Perhaps this should be no surprise; before Coleridge had even met Wordsworth, he had lectured on "Politics and Religion,"80 and in 1816 he had published his first Lay Sermon, The Statesman's Manual, or: The Bible the Best Guide to Political Skill and Foresight.81 His mature views on the Bible, contained in the Confessions of an Inquiring Spirit,82 are of interest, as he both is one of the earliest mediators of German higher criticism to Anglophone society, and offers a carefully constructed defense of the religious authority of the Bible in the face of it.

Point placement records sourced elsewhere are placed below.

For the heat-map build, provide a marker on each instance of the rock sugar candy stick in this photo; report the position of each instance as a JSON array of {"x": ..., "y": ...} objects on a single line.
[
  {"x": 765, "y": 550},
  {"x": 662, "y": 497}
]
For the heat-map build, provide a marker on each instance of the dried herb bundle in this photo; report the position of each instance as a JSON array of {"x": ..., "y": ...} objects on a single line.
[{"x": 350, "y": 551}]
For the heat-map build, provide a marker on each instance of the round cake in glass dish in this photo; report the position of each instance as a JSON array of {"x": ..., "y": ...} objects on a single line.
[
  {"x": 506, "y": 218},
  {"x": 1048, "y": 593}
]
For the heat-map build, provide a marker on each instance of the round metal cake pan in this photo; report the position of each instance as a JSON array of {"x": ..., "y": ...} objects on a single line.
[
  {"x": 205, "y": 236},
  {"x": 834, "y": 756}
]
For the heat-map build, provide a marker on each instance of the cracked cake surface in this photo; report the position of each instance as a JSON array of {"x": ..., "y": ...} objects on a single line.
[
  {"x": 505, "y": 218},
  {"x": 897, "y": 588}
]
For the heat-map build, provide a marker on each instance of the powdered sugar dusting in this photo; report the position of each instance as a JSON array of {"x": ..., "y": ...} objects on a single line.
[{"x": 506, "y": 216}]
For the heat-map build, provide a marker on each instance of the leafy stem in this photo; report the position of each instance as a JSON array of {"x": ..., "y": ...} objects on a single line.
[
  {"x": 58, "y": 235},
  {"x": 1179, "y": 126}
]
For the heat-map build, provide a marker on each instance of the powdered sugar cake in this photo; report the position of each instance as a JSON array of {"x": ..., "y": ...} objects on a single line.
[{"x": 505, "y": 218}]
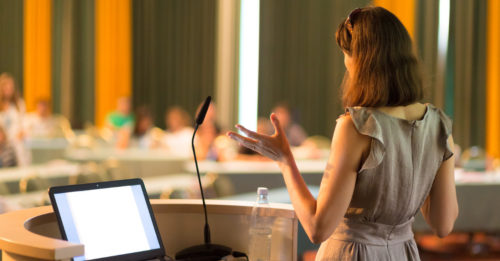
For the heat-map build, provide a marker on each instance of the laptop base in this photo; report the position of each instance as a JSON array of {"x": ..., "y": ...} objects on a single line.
[{"x": 206, "y": 252}]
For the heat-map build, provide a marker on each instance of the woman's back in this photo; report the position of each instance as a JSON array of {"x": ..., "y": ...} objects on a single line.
[{"x": 408, "y": 146}]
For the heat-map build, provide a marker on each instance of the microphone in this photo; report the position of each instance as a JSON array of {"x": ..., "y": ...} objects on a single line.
[
  {"x": 207, "y": 251},
  {"x": 203, "y": 111}
]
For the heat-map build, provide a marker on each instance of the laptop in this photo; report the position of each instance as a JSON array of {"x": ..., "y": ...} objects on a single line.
[{"x": 113, "y": 220}]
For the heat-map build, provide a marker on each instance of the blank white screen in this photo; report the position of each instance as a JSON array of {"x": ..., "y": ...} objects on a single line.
[{"x": 108, "y": 221}]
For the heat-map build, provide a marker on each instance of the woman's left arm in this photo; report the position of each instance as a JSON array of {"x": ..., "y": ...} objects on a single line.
[{"x": 320, "y": 216}]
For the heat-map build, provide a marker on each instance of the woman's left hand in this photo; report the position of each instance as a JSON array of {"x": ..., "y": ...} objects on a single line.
[{"x": 275, "y": 147}]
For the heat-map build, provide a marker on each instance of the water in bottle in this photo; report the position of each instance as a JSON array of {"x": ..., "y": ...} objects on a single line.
[{"x": 260, "y": 228}]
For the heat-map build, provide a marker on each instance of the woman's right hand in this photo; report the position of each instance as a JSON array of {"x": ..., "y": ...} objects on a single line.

Very simply, Coleridge will not believe that every word of the Scriptures was "dictated by an Infallible Intelligence; that the writers, each and all, were divinely informed as well as inspired." That there is great wisdom and inspiration in Scripture, he will allow; that those parts in which the writer records words that are specifically claimed to be spoken by God, prophecy, and the like are genuinely dictated, he will also accept; but that the whole has a similar origin he cannot. Some of his most persuasive prose is to be found in this short work:
[L]et me once be persuaded that all these heart-awakening Utterances of human hearts - Men of like faculties and passions with my own, mourning, rejoicing, suffering, triumphing, are but as a "Comedia Divina" of a superhuman - O bear with me, if I say - Ventriloquist - that the Royal Harper, to whom I have so often submitted myself as a "many-stringed Instrument" for his fire-tipt fingers to traverse, while every several nerve of emotion, passion, thought, that thrids the flesh-and-blood of our common Humanity, responds to the Touch, - that this sweet Psalmist of Israel was himself as mere an instrument as his Harp, an automaton Poet, Mourner, & Supplicant - all is gone! all sympathy, at least, all example!83
Persuasive prose is not the issue, however. Coleridge knew the work of Reimarus, Lessing, and Schleiermacher; he foresaw the gathering storm that finally broke with the publication of Essays and Reviews in 1860, and was foreshadowed by George Eliot's translation of Strauss's Life of Jesus in 1846. Probably he did not guess just how skeptical Biblical criticism would become, but he saw that a naive Protestantism, believing the Bible to be the Word of God and believing all else "because the Bible tells me so," was not going to be an adequate defense. Moreover, he had an alternative account of the location of religious authority already in place in his concept of Reason.
When, in the first of the letters that make up the Confessions, Coleridge asserted the possibility of finding "a discrepance" between the Scriptures and the Logos, who is the Truth, he did so because he believed that Reason provided him with access to the Logos: not as sure access as was offered by the Scriptures ("the dim and reflected light of the moon beside the sun"), but genuinely independent access nonetheless. Coleridge had less to fear from the results of the higher critics than almost any British theologian of his day; in a sense, the aim of the Confessions is to undermine a false faith so that true faith will not be shaken by criticism.
Coleridge draws a sharp distinction between inspiration, an effect of the Holy Spirit, assisting natural capacities, which all Christians experience to some degree, but which was experienced pre-eminently by the biblical authors, and revelation, an act of the Divine Word, which involves the communication of new truth to the recipient. This distinction clearly relies once again on some measure of "natural" access to eternal truth: no amount of inspiration, thus defined, will produce writings of the character that Coleridge ascribes to the Scriptures unless this is the case. This access once allowed, however, Coleridge may construct a doctrine of Scripture that places the Bible at the center of Christian faith and theology without needing to defend it against the coming critical challenges.